"So, kiddo, how are you doing?" asked my oncologist, as he opened my files (the one on his desk and the one on his computer).
"Well," I began, "my mood has been swinging up and down...."
"You get depressed?" he asked, with a puzzled look.
"Yeah, she does," confirmed Moshe.
"'cause I don't see it..." continued my oncologist.
Even in the chemo ward, my mood is usually upbeat -- probably because every week a different friend comes to hang out and I just enjoy the company so much!
"What are you feeling?" he asked, looking at me seriously.

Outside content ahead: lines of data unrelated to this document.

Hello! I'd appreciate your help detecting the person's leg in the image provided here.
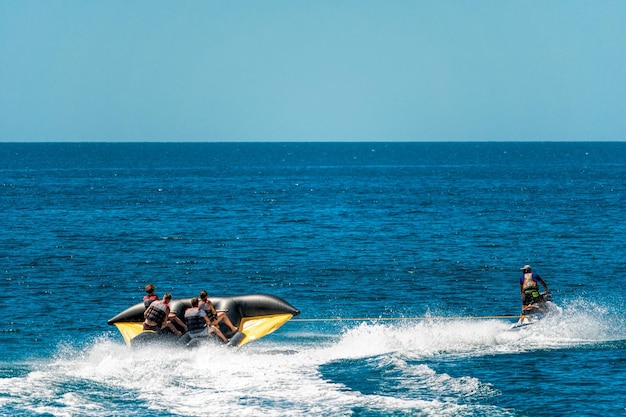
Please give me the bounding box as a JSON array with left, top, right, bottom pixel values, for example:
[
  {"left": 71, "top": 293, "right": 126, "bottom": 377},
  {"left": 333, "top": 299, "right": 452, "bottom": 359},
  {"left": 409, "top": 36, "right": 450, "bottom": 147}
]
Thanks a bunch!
[{"left": 217, "top": 312, "right": 239, "bottom": 332}]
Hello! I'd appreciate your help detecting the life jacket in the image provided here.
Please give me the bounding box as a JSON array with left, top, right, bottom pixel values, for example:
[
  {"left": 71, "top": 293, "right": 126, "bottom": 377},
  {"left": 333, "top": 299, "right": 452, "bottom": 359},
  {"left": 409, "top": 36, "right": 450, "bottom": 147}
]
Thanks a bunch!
[
  {"left": 185, "top": 307, "right": 206, "bottom": 333},
  {"left": 522, "top": 272, "right": 539, "bottom": 292},
  {"left": 143, "top": 294, "right": 159, "bottom": 308},
  {"left": 146, "top": 301, "right": 167, "bottom": 326},
  {"left": 199, "top": 298, "right": 217, "bottom": 322}
]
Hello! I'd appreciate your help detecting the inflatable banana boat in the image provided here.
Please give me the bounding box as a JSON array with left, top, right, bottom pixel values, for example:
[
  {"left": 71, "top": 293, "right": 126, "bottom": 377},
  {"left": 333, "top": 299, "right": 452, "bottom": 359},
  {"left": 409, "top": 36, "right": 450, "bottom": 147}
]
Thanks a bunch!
[{"left": 108, "top": 294, "right": 300, "bottom": 347}]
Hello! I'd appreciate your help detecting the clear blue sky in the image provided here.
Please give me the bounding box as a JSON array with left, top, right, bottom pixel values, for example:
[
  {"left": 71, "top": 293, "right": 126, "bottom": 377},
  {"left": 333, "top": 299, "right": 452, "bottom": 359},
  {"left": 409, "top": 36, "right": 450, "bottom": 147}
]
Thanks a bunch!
[{"left": 0, "top": 0, "right": 626, "bottom": 141}]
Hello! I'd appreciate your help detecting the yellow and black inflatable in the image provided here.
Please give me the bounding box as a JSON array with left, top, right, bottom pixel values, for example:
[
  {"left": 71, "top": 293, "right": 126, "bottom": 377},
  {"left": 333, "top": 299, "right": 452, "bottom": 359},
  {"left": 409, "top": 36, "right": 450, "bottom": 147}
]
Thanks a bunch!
[{"left": 108, "top": 294, "right": 300, "bottom": 347}]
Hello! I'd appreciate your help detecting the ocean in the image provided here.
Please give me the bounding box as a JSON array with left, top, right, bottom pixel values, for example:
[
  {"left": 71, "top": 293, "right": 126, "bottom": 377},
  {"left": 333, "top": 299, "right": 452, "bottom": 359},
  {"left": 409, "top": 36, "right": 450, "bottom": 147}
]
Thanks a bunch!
[{"left": 0, "top": 142, "right": 626, "bottom": 417}]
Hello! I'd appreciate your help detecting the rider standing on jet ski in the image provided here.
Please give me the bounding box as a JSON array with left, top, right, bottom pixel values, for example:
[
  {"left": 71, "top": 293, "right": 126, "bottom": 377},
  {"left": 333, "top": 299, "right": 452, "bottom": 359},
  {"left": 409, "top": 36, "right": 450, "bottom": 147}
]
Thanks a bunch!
[{"left": 519, "top": 265, "right": 550, "bottom": 306}]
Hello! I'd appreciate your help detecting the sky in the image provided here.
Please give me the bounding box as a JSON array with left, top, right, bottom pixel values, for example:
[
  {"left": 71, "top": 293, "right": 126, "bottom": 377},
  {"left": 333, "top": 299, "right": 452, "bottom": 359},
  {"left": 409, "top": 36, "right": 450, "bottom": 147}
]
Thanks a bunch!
[{"left": 0, "top": 0, "right": 626, "bottom": 142}]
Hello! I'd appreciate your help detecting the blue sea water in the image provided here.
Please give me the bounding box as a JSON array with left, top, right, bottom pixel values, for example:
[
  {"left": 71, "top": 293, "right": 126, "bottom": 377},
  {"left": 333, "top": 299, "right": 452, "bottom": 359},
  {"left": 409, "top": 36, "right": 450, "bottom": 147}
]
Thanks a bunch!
[{"left": 0, "top": 143, "right": 626, "bottom": 417}]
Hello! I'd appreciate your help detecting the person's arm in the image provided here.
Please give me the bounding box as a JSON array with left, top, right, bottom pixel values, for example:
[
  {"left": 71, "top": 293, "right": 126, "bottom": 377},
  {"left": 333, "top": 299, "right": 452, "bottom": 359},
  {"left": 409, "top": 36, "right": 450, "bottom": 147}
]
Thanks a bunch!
[{"left": 535, "top": 275, "right": 550, "bottom": 292}]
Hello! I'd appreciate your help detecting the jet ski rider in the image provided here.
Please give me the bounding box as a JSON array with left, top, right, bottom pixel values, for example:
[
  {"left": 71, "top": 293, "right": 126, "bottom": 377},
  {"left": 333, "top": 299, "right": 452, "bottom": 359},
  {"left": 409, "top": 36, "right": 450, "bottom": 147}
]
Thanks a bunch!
[{"left": 519, "top": 265, "right": 550, "bottom": 306}]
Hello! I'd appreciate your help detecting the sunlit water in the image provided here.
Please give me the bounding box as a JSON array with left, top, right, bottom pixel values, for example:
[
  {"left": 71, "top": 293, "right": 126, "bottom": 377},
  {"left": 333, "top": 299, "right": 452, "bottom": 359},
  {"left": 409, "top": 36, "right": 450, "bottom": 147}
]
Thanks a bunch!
[{"left": 0, "top": 144, "right": 626, "bottom": 416}]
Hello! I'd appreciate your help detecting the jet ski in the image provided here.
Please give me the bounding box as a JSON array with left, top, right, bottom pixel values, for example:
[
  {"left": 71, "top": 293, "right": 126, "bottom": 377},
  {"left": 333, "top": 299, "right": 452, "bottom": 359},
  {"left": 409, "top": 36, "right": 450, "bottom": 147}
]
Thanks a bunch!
[
  {"left": 108, "top": 294, "right": 300, "bottom": 347},
  {"left": 511, "top": 292, "right": 561, "bottom": 330}
]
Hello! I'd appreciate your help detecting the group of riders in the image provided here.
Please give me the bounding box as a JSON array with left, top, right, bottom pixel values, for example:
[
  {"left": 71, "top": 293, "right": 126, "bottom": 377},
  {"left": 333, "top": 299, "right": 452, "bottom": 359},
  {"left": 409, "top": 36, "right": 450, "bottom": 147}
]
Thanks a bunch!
[
  {"left": 143, "top": 284, "right": 239, "bottom": 343},
  {"left": 143, "top": 265, "right": 550, "bottom": 343}
]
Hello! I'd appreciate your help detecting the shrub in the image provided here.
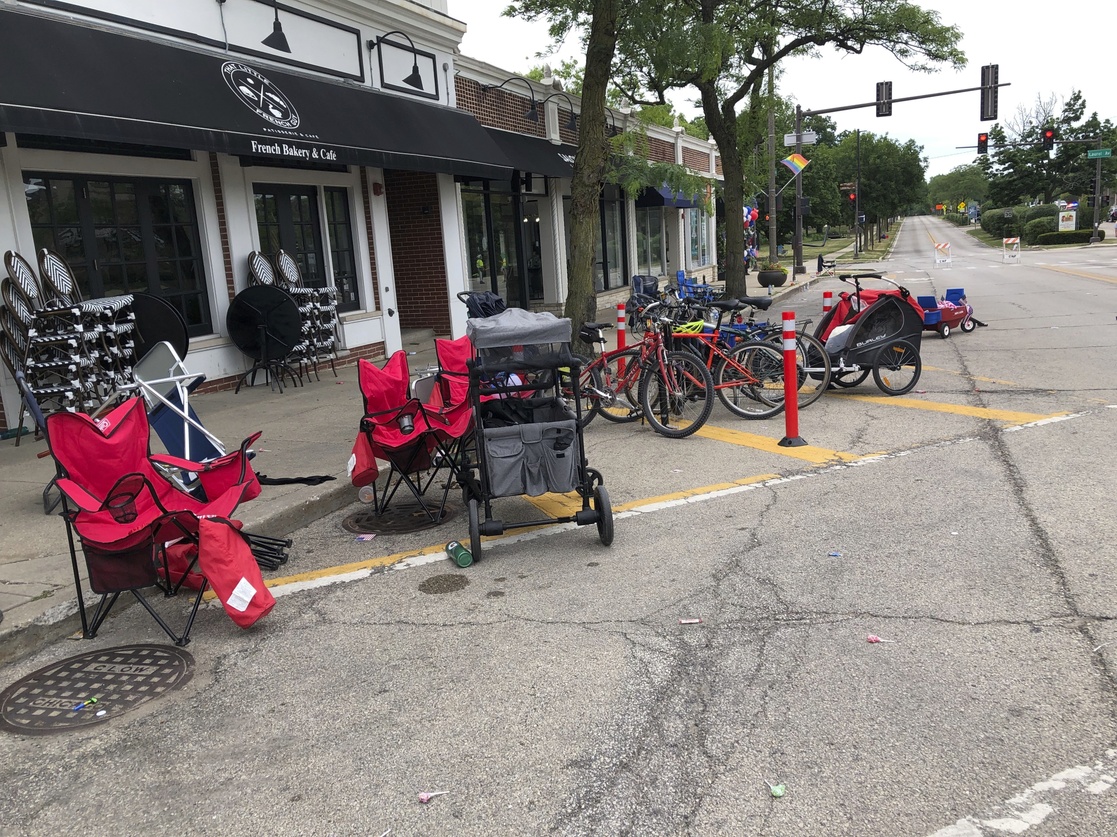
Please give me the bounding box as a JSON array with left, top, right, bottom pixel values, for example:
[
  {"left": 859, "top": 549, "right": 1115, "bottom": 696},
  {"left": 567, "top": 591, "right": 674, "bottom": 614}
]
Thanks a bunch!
[
  {"left": 981, "top": 207, "right": 1027, "bottom": 238},
  {"left": 1035, "top": 228, "right": 1106, "bottom": 244},
  {"left": 1022, "top": 216, "right": 1059, "bottom": 244}
]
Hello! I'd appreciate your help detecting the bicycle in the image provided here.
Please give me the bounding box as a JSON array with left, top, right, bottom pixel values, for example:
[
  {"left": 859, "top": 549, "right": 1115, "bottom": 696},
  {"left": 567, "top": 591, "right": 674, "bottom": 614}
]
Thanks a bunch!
[
  {"left": 720, "top": 297, "right": 831, "bottom": 408},
  {"left": 671, "top": 299, "right": 784, "bottom": 419},
  {"left": 579, "top": 302, "right": 714, "bottom": 438}
]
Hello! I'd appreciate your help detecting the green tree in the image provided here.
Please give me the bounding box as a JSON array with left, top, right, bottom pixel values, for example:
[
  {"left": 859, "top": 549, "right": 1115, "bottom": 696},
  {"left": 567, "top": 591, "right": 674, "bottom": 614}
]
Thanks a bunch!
[
  {"left": 927, "top": 163, "right": 989, "bottom": 210},
  {"left": 982, "top": 91, "right": 1117, "bottom": 207}
]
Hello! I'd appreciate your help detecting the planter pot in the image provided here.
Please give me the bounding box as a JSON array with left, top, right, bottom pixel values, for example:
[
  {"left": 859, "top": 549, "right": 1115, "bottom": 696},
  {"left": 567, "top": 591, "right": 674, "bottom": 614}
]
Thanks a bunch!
[{"left": 756, "top": 270, "right": 787, "bottom": 287}]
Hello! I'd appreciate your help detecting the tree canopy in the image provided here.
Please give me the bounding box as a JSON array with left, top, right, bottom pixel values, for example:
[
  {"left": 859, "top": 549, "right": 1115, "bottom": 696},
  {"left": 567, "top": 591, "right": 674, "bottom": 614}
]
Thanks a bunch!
[{"left": 506, "top": 0, "right": 965, "bottom": 295}]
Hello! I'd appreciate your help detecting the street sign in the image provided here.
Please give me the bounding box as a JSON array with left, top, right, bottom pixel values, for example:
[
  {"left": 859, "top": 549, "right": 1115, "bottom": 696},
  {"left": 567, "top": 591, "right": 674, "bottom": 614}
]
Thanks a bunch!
[{"left": 783, "top": 131, "right": 819, "bottom": 148}]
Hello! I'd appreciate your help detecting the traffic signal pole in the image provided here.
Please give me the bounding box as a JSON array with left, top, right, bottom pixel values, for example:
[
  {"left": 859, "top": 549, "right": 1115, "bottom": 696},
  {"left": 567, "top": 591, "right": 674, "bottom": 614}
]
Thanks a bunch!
[{"left": 786, "top": 73, "right": 1014, "bottom": 274}]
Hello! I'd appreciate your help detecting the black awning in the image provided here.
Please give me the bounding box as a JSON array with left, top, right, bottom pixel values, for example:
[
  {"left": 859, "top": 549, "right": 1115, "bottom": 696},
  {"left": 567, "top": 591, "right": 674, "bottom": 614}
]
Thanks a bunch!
[
  {"left": 0, "top": 11, "right": 512, "bottom": 179},
  {"left": 636, "top": 186, "right": 701, "bottom": 209},
  {"left": 488, "top": 127, "right": 577, "bottom": 178}
]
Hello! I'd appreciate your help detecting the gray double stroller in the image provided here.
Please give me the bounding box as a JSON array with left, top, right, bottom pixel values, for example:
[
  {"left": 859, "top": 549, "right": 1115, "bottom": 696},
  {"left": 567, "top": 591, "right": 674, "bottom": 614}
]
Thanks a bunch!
[{"left": 459, "top": 308, "right": 613, "bottom": 559}]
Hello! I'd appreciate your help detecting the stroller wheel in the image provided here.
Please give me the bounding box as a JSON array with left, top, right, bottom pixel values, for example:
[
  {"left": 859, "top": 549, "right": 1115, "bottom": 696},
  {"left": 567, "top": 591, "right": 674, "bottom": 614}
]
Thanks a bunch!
[
  {"left": 593, "top": 485, "right": 613, "bottom": 546},
  {"left": 469, "top": 498, "right": 481, "bottom": 561}
]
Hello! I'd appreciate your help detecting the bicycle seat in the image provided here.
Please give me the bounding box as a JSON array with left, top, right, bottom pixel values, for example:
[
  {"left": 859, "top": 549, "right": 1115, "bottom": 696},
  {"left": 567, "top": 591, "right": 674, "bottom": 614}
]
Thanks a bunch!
[
  {"left": 706, "top": 299, "right": 744, "bottom": 311},
  {"left": 738, "top": 296, "right": 775, "bottom": 311}
]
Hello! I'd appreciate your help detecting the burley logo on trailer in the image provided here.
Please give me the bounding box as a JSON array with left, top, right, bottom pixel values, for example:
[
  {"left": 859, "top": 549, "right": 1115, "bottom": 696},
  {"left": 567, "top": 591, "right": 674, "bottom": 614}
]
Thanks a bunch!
[{"left": 446, "top": 541, "right": 474, "bottom": 568}]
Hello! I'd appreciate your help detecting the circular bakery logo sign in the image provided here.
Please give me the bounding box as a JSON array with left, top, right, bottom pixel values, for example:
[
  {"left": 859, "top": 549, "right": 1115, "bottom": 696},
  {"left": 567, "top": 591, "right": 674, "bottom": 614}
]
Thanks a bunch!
[{"left": 221, "top": 61, "right": 298, "bottom": 129}]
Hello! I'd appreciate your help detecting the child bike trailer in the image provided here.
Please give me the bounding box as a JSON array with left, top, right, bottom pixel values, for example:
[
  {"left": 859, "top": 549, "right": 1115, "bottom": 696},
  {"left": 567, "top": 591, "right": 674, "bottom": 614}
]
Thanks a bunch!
[{"left": 459, "top": 308, "right": 613, "bottom": 564}]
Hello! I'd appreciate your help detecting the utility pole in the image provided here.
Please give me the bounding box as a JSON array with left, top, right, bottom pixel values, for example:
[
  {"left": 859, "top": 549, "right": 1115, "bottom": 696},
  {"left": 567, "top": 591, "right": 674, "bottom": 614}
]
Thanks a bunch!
[{"left": 767, "top": 66, "right": 777, "bottom": 265}]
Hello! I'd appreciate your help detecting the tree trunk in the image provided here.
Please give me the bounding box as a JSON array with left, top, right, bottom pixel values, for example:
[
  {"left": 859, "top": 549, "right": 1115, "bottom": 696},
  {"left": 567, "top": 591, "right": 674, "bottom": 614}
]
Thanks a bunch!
[{"left": 564, "top": 0, "right": 620, "bottom": 350}]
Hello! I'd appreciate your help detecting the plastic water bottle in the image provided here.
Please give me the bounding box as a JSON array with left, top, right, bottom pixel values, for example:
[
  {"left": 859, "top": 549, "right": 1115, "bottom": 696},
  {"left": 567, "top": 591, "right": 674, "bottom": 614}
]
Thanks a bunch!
[{"left": 446, "top": 541, "right": 474, "bottom": 568}]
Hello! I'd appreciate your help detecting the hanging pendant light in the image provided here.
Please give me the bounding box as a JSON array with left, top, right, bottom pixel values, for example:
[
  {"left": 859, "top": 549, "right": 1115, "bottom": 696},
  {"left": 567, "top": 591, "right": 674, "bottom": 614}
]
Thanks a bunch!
[{"left": 260, "top": 0, "right": 290, "bottom": 53}]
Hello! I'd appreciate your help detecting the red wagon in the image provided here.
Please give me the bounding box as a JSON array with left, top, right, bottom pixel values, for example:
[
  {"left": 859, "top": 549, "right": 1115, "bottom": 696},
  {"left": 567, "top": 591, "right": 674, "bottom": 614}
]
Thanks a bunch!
[{"left": 917, "top": 287, "right": 984, "bottom": 340}]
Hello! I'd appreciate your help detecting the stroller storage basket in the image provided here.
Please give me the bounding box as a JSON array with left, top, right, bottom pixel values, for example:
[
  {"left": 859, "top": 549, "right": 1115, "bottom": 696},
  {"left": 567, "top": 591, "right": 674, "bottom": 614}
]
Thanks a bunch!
[{"left": 481, "top": 400, "right": 581, "bottom": 497}]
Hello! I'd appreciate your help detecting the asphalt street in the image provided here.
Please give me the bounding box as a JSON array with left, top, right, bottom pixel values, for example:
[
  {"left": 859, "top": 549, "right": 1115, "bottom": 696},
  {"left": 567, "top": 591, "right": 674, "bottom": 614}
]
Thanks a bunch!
[{"left": 0, "top": 218, "right": 1117, "bottom": 837}]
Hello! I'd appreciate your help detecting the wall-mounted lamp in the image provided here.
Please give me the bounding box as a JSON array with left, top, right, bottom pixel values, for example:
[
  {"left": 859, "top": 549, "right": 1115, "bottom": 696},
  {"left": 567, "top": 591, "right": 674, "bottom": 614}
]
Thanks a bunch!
[
  {"left": 533, "top": 93, "right": 577, "bottom": 131},
  {"left": 481, "top": 76, "right": 540, "bottom": 122},
  {"left": 369, "top": 29, "right": 426, "bottom": 91},
  {"left": 260, "top": 0, "right": 290, "bottom": 53}
]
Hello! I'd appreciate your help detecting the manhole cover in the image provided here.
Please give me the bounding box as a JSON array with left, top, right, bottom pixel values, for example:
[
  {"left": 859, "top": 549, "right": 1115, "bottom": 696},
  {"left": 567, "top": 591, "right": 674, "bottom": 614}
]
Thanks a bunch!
[
  {"left": 419, "top": 573, "right": 469, "bottom": 596},
  {"left": 342, "top": 503, "right": 458, "bottom": 535},
  {"left": 0, "top": 645, "right": 194, "bottom": 735}
]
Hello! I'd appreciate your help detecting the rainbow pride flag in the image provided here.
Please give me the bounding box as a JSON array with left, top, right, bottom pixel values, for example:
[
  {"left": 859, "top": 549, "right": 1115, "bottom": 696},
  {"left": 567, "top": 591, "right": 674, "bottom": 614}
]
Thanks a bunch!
[{"left": 780, "top": 154, "right": 811, "bottom": 174}]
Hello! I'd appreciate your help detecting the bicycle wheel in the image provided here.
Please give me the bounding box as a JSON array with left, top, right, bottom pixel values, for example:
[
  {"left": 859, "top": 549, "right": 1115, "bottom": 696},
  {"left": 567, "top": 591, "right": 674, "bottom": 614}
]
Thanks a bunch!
[
  {"left": 714, "top": 343, "right": 783, "bottom": 419},
  {"left": 562, "top": 354, "right": 601, "bottom": 427},
  {"left": 767, "top": 332, "right": 830, "bottom": 408},
  {"left": 593, "top": 346, "right": 642, "bottom": 425},
  {"left": 872, "top": 340, "right": 923, "bottom": 396},
  {"left": 640, "top": 352, "right": 714, "bottom": 439}
]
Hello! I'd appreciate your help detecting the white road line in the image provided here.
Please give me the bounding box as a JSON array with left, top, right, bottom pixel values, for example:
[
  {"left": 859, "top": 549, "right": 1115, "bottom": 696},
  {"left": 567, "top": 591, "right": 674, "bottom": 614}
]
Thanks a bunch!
[{"left": 929, "top": 750, "right": 1117, "bottom": 837}]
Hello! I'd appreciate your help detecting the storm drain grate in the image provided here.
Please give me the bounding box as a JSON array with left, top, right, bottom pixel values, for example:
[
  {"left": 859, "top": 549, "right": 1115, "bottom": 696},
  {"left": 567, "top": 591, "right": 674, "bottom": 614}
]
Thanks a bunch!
[
  {"left": 342, "top": 503, "right": 458, "bottom": 535},
  {"left": 0, "top": 645, "right": 194, "bottom": 735}
]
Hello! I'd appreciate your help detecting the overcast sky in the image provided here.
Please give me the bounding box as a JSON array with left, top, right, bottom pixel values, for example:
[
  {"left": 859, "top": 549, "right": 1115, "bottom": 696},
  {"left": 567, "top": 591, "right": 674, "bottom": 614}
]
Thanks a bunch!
[{"left": 449, "top": 0, "right": 1117, "bottom": 175}]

"I'm having a hard time with the "long term" thing," I explained (not for the first time). "I just wish I could look forward to a time when it will be over."
"Do you want to see someone?" he asked (also not for the first time).
The thing is, I am not clinically depressed. I get out of bed in the morning. I am active. I have a strong support network: family, friends, my support group, and my blog.
What more would I get from therapy? I asked. There is no clinical indication that I need a psychologist. It all depends on how I feel.
Overall, I feel I am handling things pretty well. Both my husband and my oncologist agree.
But I still have mood swings. I still wish it would all just go away.
Someone once told me that all the cancer stuff would eventually fade into the background, like white noise from the radio.
I hope that is true.
Meanwhile, I hear the radio blaring and I really wish someone would change the channel.
Please daven (or send happy, healing thoughts) for RivkA bat Teirtzel.